Bagão, Freitas do Amaral, Louçã e Carvalho da Silva juntos em “apelo para resgatar a PT”

Personalidades como Bagão Félix, Francisco Louçã, Freitas do Amaral e Manuel Carvalho da Silva subscreveram ontem um “apelo para resgatar a PT”, em que exigem “das autoridades políticas e públicas uma atuação intensamente ativa” na empresa. “A gravidade da situação da PT é incompatível com silêncios, omissões ou acomodações. Está em causa o interesse nacional […]

Personalidades como Bagão Félix, Francisco Louçã, Freitas do Amaral e Manuel Carvalho da Silva subscreveram ontem um “apelo para resgatar a PT”, em que exigem “das autoridades políticas e públicas uma atuação intensamente ativa” na empresa.

“A gravidade da situação da PT é incompatível com silêncios, omissões ou acomodações. Está em causa o interesse nacional na sua mais genuína interpretação. Está em causa a prossecução do bem comum e a defesa estratégica da soberania nacional. Por isso, exige-se das autoridades políticas e públicas uma atuação intensamente ativa”, lê-se no documento a que a Lusa teve acesso.

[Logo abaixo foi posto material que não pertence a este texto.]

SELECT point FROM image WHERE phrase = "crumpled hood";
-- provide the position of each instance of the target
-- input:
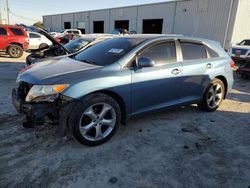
(53, 69)
(240, 47)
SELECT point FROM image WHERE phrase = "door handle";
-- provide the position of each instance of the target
(209, 66)
(176, 71)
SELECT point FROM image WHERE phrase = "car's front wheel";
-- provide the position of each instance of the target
(213, 96)
(95, 119)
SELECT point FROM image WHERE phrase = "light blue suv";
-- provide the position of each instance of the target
(105, 85)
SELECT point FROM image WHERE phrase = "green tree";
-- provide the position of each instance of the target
(39, 25)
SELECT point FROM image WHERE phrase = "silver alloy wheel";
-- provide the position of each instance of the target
(15, 51)
(215, 95)
(97, 122)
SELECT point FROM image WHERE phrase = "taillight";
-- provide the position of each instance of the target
(232, 64)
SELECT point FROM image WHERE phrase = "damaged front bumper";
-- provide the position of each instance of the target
(34, 110)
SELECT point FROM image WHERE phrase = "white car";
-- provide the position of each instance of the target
(37, 41)
(241, 51)
(72, 31)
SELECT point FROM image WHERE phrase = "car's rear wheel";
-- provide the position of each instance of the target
(213, 96)
(15, 51)
(95, 119)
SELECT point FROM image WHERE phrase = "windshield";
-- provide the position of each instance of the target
(76, 45)
(109, 51)
(245, 43)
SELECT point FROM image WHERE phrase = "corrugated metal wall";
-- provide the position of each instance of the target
(213, 19)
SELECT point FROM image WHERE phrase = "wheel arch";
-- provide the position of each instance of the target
(120, 102)
(224, 80)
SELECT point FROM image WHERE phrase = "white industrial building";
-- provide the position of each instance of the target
(227, 21)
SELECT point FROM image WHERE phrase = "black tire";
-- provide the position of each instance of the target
(81, 107)
(15, 51)
(205, 105)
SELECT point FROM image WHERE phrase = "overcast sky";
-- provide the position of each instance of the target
(30, 11)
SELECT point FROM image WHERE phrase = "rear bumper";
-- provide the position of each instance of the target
(240, 58)
(25, 46)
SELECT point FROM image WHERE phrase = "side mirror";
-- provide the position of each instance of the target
(145, 62)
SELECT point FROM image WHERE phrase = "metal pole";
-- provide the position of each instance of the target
(8, 11)
(0, 15)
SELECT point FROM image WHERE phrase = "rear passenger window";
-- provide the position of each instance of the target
(3, 31)
(192, 51)
(17, 32)
(163, 53)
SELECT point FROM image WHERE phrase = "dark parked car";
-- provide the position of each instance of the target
(244, 70)
(120, 78)
(13, 40)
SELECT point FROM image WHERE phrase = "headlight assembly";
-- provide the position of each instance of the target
(45, 93)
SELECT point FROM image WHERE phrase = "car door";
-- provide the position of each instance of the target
(196, 69)
(157, 86)
(35, 41)
(3, 38)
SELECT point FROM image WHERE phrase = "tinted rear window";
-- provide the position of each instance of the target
(163, 53)
(192, 51)
(109, 51)
(17, 32)
(3, 31)
(212, 53)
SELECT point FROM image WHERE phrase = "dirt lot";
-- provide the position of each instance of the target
(175, 148)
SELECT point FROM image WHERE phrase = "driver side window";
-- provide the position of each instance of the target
(163, 53)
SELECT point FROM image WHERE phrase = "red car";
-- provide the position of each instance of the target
(65, 38)
(13, 40)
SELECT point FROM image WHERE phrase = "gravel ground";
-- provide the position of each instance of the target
(182, 147)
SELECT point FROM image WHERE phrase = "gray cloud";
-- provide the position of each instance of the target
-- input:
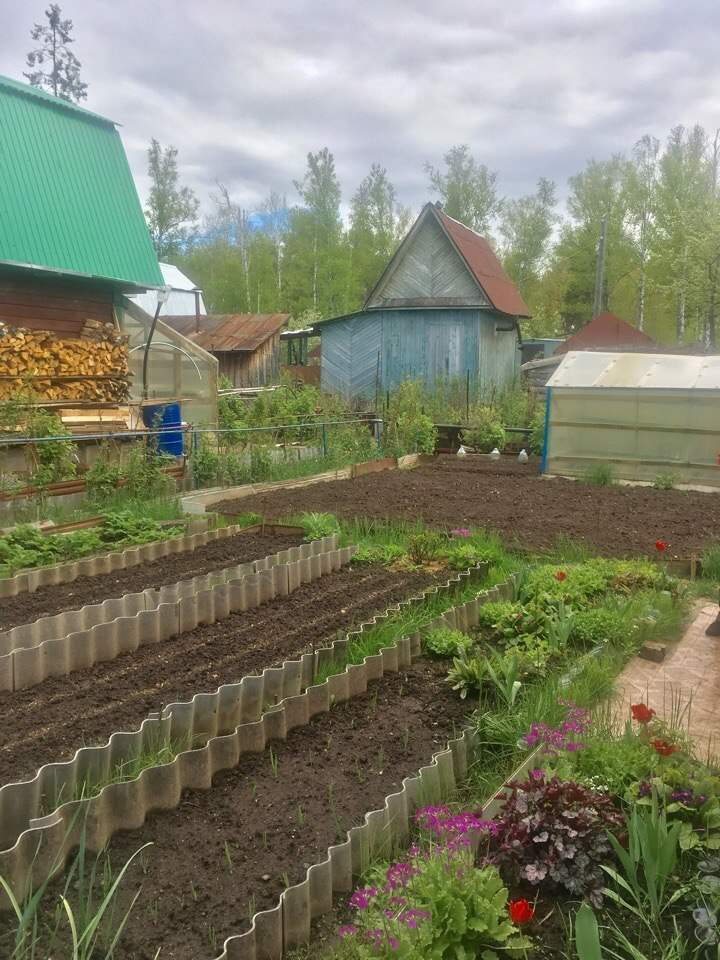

Para os subscritores do apelo, “este problema não pode, pois, ser exclusivamente deixado à lógica estrita de mercado e de interesses particularistas” e “não pode ser tratado como se se tratasse de um assunto de quase rotina sujeito à lei mecânica da indiferença e da passividade”.

“Exige apuramento profundo e integral de responsabilidades e a salvaguarda de aspetos inalienáveis da nossa soberania. Portugal não pode ficar desarmado. Os órgãos de soberania devem interpretar fielmente a prossecução do bem comum que é pertença da nação”, argumentam no texto.

No apelo, os subscritores consideram que “as razões do descalabro e desmembramento da PT, no contexto da sociedade e da economia portuguesa, advêm, ao longo deste século, de graves erros, distorções, falta de visão estratégica nacional e diluição ética de diferentes níveis de decisão”.

“Importa, por isso, aprofundar as ilações a extrair desta situação”, declaram.

O texto é subscrito pelo antigo ministro das Finanças António Bagão Félix, pelo ex-ministro do governo de José Sócrates e antigo presidente do CDS, Diogo Freitas do Amaral, pelo professor e jurista Eduardo Paz Ferreira, pelo professor de Economia e antigo líder do BE, Francisco Louçã, a professora de literatura Isabel Allegro de Magalhães, pelo economista João Ferreira do Amaral, pelo antigo ministro do Equipamento de António Guterres João Cravinho.

Subscrevem igualmente o documento o historiador e antigo líder parlamentar do PSD José Pacheco Pereira, pelo presidente do Conselho Económico e Social, José Silva Peneda, pelo ex-líder da CGTP Manuel Carvalho da Silva, pela economista e deputada do BE Mariana Mortágua, pelo professor Pedro Adão e Silva, pelo economista Ricardo Cabral e pelo antigo ministro de Pinto Balsemão Ricardo Bayão Horta.

A Oi e a Portugal Telecom anunciaram a fusão dos seus ativos em outubro do ano passado. Este ano, no entanto, o acordo foi abalado após as notícias sobre a operação de compra de dívida da RioForte, ‘holding’ do Grupo Espírito Santo (GES), pela Portugal Telecom.

A polémica em torno da operação levou, no início do mês passado, à renúncia de Zeinal Bava, que ocupava a presidência da Oi desde junho de 2013.

A multinacional do sector das telecomunicações ‘Altice’, que detém a portuguesa Cabovisão, anunciou hoje que ofereceu 7.025 milhões de euros para a compra dos ativos PT fora de África.

Os sindicatos dos Trabalhadores do Grupo Portugal Telecom (STPT) e Nacional dos Trabalhadores das Telecomunicações e Audiovisual (SINTTAV) afirmaram na sexta-feira, em comunicado, que funcionários da operadora “estão a ser convidados a negociar a rescisão” do contrato de trabalho.

O PCP voltou ontem a exigir que o Estado recupere o controlo maioritário da PT, exigindo uma intervenção imediata para impedir “qualquer alteração da estrutura acionista da empresa”.

O BE exigiu também uma ação rápida do Governo para impedir a venda da PT a um “fundo abutre” como classificou a multinacional Altice, propondo a “apropriação pública” da empresa portuguesa.